Natural Soil Drainage Classes:

Soils are divided into drainage classes depending on the frequency and duration of periods of saturation or partial saturation during soil formation.

Excessively and somewhat excessively drained soils typically have sandy and gravelly textures within the subsoil and substratum. They have bright colors (strong brown to yellowish brown) in the subsoil that fade gradually with depth. Seldom are there mottles within the upper 5 feet of soil material and water tables are generally below 6 feet.

Well-drained soils typically have bright colors in the subsoil that fade gradually with depth. These soils are free of mottling to depths greater than 40 inches. Water tables are generally greater than 6 feet.

Moderately well drained soils generally have bright colors in the upper portion of the subsoil and are mottled between 15 and 40 inches beneath the soil surface. These soils are wet for a short but significant part of the year. Moderately well drained soils commonly have a restrictive layer, seepage water, or a seasonal high ground water table at a depth of 24 to 40 inches.
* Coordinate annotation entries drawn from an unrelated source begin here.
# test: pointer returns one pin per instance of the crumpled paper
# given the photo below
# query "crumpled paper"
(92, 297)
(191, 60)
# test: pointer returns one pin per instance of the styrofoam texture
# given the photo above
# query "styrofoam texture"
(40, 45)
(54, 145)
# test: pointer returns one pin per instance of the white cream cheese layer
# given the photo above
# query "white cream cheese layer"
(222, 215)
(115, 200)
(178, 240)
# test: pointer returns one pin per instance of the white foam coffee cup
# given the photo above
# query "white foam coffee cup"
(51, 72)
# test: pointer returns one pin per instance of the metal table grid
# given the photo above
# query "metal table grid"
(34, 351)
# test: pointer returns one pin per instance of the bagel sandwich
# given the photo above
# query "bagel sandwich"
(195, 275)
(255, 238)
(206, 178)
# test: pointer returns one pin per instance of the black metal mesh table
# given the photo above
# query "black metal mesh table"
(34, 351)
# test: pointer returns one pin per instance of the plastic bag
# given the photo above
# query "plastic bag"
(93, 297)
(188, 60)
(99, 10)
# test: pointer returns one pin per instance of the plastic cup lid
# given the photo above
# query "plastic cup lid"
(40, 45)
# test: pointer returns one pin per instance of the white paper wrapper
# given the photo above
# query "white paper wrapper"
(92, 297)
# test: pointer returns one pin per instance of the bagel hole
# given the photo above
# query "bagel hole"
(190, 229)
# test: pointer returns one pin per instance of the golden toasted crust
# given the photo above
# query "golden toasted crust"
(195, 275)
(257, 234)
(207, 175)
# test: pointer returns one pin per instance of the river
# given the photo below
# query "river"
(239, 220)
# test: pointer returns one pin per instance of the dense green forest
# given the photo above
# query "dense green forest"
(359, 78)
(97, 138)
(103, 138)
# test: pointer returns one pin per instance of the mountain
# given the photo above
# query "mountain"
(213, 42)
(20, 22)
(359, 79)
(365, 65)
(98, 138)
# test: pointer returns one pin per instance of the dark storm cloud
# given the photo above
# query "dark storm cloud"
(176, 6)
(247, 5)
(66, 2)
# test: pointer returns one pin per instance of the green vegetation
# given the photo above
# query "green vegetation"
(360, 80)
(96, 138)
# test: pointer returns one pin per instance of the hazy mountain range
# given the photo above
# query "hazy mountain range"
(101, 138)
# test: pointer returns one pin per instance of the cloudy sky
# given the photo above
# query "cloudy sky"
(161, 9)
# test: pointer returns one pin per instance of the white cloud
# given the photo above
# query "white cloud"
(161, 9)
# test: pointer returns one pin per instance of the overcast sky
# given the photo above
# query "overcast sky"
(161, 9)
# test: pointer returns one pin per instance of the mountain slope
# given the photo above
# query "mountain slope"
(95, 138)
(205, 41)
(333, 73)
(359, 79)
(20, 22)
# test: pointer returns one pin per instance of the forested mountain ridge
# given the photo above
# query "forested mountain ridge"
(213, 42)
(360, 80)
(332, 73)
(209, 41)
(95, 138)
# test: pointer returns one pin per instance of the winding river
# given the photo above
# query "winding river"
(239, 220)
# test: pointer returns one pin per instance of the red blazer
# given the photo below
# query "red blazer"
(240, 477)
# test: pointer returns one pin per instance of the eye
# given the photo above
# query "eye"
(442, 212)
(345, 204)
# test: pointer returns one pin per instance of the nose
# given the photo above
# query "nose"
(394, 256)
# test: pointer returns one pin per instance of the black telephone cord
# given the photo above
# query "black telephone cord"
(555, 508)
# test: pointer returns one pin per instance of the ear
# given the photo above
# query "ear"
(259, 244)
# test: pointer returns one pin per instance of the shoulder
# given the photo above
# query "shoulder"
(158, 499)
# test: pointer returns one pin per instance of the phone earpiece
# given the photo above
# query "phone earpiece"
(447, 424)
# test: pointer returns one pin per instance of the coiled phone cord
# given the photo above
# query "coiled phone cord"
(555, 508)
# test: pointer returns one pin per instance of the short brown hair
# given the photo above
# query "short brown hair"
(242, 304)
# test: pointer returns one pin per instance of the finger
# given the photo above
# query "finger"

Somewhat poorly drained soils generally have grayish (chroma 3 or 4) subsoils underlain within 24 inches by horizons with low chroma dominant colors. The upper subsoil may or may not have mottles. Seasonal water table is between 12 to 24 inches.

Poorly drained soils typically have a blackish surface layer that is underlain by a gray subsoil that is mottled. These soils have a water table at or near the surface for a significant portion of the year.

Very poorly drained soils typically have ponded water on the surface or a water table at or near (<6" below) the surface for most of the year. Very poorly drained soils can be divided into those that developed in mineral deposits and those that developed in organic material. Very poorly drained mineral soils have a dark (black) organic surface layer underlain by a gray (gleyed) subsoil and substratum. Very poorly drained organic soils developed in thick, dark (often black) deposits of partially or well-decomposed organic matter, and are black in the topsoil, subsoil, and substratum.

 

REFERENCES

Munsell Color. 1990. Munsell soil color charts. Munsell Color, 2441 North Calvert Street, Baltimore, MD 21218.

Soil Survey Staff. 1951. Soil survey manual. U.S. Dept. Agric. Handbook No. 18, U.S. Government Printing Office, Washington, DC.